AMASANDO EL PAN



En Casa de mis abuelos se cocía el pan. Cuando yo iba de vacaciones, recuerdo que la encargada de este menester era mi tía Felicidad. Para este trabajo hacia falta fuerza y destreza. Mi tía tenía ambas cosas para dar y tomar. Cuando la recuerdo me sigo admirando de su extraordinaria capacidad de trabajo y su alegría, a pesar de las durísimas condiciones de vida de aquel entorno maravilloso que era Recueva de la Peña en el norte de Palencia.
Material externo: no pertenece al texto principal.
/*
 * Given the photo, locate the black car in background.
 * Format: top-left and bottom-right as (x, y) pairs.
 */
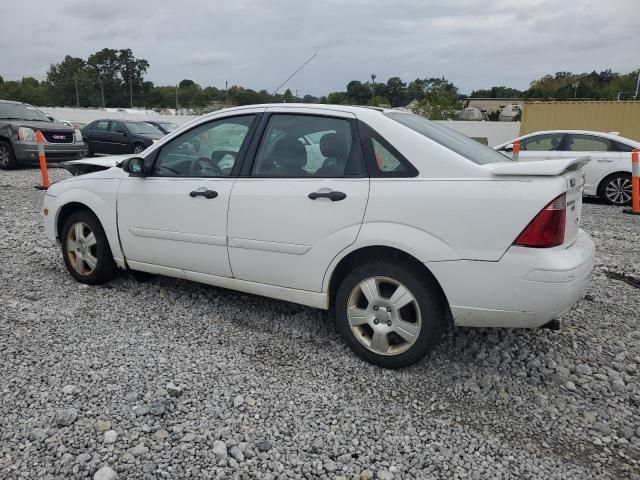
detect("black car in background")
(144, 120), (179, 134)
(81, 119), (164, 156)
(0, 100), (84, 169)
Se cocía todas las semanas, y la víspera, después de montar la artesa sobre sus soportes, se limpiaba cuidadosamente. Luego se calentaba agua hasta un punto de tibieza y se preparaban los ingredientes, a saber, la harina, la levadura (que allí se dice reciento), la sal y el agua tibia.

Después mi tía se santiguaba solemnemente y con ayuda de una escudilla de barro, siempre la misma, medía primero el agua, después la harina, todo cuidadosamente contado y por último la sal y el reciento. Lo mezclaba todo removiendo con la mano, y por último tapaba la artesa con mantas para dejar dormir la masa. Durante el proceso todo el mundo permanecía en silencio para evitar cualquier equivocación que hubiera resultado fatal. Yo observaba aquello en un estado de respeto y devoción similares a los debidos en la Santa Misa.

Al día siguiente, tía Feli se levantaba a las cinco de la mañana y se ponía a la tarea. Yo procuraba levantarme pronto para verla trabajar. Aquello si que era bregar. La masa, que ya había crecido durante la noche, se cortaba en tantas porciones como panes a hornear, y se dejaba un poco para hacer unas tortas, que ese día remplazarían al pan, ya que, según decían, no se debía de comer recién cocido. No me pregunten por que. De todas formas a mí y a toda la chiquillería de la casa nos encantaba aquella torta rellena de miel.

Tía Feli iba apartando una porción de masa, formaba una bola y empezaba a amasar vigorosamente hasta que consideraba que estaba a punto. Entonces le daba la forma y le hacía unos cortes. Así uno tras otro, que iba colocando sobre unas tablas y así trasladarlos al horno.
El horno era de adobe en forma de cúpula, con una abertura lateral en la base. Se prendía la lumbre con leña de brezo en el centro y cuando se formaban las brasas, se apartaban hacia las paredes por medio de un rastrillo y este era el momento de meter los panes. Estos se introducían en el horno por medio de una pala redonda con el mango muy largo. Antes se untaban con aceite por medio de un manojo de hierbas a modo de hisopo. Cuando los panes adquirían color tostado claro se sacaban con la pala y trasladaban a un arca de roble de donde se iban sacando durante la semana.
Este pan siempre era tierno y sabroso.

He oído que cada vez hay más gente que está volviendo a hacer pan en casa. Incluso alguien ha construido un horno de adobe. Es alentador.